Turn Back Time on Mackinac Island
No need to worry about galloping gas prices on an island that literally runs on horsepower.
You might say Mackinac Island, Mi. conspires to escape the present — or maybe it’s more about embracing the past.
Cars (non-emergency) are forbidden by local ordinance. Instead, horses’ hooves set the pace with bustle defined by grand ladies in period costumes, carriage drivers in top hats and tails or a soldier attired in gold braid and epaulets and shiny boots.
This picturesque island, nestled in the straits of Mackinac where Lake Michigan and Lake Huron meet, harks back to another era. Once a fishing ground for natives, Mackinac Island (MACK-in-awe) attracted French voyageurs and fur traders. The island eventually became a strategic military outpost during the War of 1812, with a battle fought near the end of the two-year war.

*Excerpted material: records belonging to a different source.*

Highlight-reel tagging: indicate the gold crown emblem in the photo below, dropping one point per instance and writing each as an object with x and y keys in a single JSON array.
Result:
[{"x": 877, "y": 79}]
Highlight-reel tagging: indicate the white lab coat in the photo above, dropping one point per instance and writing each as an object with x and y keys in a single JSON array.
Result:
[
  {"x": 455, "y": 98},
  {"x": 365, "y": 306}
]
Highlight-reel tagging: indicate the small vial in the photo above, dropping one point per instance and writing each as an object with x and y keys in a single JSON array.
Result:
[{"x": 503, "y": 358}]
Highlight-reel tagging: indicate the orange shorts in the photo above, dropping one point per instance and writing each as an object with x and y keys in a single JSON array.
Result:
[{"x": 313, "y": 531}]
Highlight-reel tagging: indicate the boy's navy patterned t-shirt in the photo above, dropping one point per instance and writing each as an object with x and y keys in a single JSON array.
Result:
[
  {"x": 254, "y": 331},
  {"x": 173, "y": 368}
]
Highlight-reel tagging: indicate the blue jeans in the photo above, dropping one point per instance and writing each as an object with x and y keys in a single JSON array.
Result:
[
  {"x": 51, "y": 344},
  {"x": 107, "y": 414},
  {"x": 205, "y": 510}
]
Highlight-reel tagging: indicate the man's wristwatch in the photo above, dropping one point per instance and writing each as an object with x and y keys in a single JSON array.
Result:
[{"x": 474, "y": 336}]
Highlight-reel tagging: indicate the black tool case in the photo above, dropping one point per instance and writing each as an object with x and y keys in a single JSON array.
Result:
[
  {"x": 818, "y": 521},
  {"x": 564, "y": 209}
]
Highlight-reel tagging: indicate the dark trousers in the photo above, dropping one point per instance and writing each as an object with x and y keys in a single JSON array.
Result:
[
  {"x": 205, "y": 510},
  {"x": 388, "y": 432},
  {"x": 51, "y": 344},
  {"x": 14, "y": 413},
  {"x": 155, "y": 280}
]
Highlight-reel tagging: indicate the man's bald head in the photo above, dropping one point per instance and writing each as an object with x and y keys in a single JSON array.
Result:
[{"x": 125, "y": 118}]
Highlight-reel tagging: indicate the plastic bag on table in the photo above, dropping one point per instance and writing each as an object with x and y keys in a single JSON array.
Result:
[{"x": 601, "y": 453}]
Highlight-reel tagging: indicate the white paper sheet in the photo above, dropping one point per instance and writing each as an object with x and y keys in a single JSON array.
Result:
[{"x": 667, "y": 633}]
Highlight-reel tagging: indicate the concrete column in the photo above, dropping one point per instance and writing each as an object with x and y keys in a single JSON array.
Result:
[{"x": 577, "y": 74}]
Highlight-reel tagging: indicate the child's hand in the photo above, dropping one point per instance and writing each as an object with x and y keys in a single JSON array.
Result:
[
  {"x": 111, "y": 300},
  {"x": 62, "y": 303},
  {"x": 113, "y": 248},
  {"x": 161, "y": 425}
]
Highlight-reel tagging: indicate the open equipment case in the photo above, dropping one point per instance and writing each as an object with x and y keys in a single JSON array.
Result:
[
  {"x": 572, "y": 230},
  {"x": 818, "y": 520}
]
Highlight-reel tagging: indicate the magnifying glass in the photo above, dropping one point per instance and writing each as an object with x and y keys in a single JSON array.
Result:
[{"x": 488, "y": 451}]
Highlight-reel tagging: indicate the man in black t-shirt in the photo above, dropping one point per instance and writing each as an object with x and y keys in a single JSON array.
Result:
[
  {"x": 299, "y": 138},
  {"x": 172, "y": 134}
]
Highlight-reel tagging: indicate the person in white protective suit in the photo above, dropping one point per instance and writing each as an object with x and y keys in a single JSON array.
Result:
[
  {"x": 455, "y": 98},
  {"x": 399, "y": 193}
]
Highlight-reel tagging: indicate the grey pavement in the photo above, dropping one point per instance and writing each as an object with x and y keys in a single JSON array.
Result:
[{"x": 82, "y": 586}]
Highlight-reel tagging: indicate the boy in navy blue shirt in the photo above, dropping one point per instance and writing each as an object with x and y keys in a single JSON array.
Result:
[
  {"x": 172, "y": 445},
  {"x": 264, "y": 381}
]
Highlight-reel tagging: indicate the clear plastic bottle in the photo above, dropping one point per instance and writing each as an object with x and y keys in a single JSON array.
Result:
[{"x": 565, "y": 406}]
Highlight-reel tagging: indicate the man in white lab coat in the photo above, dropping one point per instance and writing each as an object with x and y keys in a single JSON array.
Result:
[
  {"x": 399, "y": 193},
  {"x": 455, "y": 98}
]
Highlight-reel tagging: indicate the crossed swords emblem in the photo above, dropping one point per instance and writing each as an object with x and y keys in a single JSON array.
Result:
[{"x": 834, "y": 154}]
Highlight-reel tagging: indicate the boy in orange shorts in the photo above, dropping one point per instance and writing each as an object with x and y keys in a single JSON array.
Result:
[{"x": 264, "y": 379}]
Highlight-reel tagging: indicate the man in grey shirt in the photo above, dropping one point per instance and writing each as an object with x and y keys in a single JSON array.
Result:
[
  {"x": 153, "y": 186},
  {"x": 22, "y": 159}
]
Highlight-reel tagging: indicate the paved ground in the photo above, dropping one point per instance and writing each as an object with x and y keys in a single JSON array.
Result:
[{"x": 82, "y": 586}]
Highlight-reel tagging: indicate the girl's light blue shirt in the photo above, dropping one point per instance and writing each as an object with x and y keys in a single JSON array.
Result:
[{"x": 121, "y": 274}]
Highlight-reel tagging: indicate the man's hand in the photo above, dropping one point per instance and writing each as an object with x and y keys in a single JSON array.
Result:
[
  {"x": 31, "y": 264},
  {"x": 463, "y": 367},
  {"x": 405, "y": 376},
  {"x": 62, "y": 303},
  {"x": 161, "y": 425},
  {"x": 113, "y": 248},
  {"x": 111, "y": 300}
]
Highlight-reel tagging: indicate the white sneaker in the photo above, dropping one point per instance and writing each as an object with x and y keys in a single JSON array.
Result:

Visitors to the island can also opt to stay on the mainland and ferry over for the day. But for day-trippers and those lingering longer, the real draw perhaps lies beyond the town. About 80 per cent of the island is Mackinac Island State Park with dense, fragrant forests and hundreds of varieties of lilac trees and wildflowers.
To take in the island’s abundant nature, pedal the flat 8.2-mile shoreline road and perhaps pause to climb Arch Rock or Sugar Loaf or take an invigorating swim near Point aux Pins. Or you might hike deep into the forest where there are no other tourists and not even the clip-clopping of hooves, only the timeless whisper of the wind blowing through the trees.